I prepared my PhD thesis in the CERN ATLAS experiment, at the LAL Orsay laboratory near Paris, where I was a part of the group that designed the electromagnetic liquid argon accordion calorimeter detector. That detector is a key ingredient in what was used to discover the Higgs boson into final states, including high transverse energy photons and electrons. Right after, in 1998, I was enrolled at CNRS in the French LAPP Annecy laboratory, located near CERN. Since then, I have been conducting research in the field of elementary particles, more precisely on what physicists call ‘heavy flavours’ (i.e., hadronic particles composed of ‘heavy’ quarks, while the so-called ‘light’ quarks are the elementary components of ordinary matter such as protons and neutrons).

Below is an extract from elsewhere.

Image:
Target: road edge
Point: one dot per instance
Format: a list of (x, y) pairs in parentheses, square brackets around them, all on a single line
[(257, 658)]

My main contributions are related to the study of the decays of beautiful mesons (featuring a heavy quark called beauty, discovered in 1977 by the team of Professor L Lederman at Fermilab in Chicago). I have participated in the global effort by the worldwide community of physicists to better compel and test the description of the material-antimatter asymmetry of the Standard Model (SM) of particle physics in the quark sector. This approach is essential to understanding the discrepancy between the prediction of the SM and the matter-antimatter asymmetry observed in cosmology, which is of several orders of magnitude higher.

The composition of matter

Just as several musical notes are required to complete a musical composition, the same is true for the composition of matter, with known matter being made of 12 elementary fermion particles: six leptons and six quarks. Meanwhile, the forces are carried by 12 bosons, four for electroweak interactions (photons, W±, and Z0) and eight for strong interaction (gluons), and in addition a special one, the Higgs boson, which is responsible for the mass of those elementary particles.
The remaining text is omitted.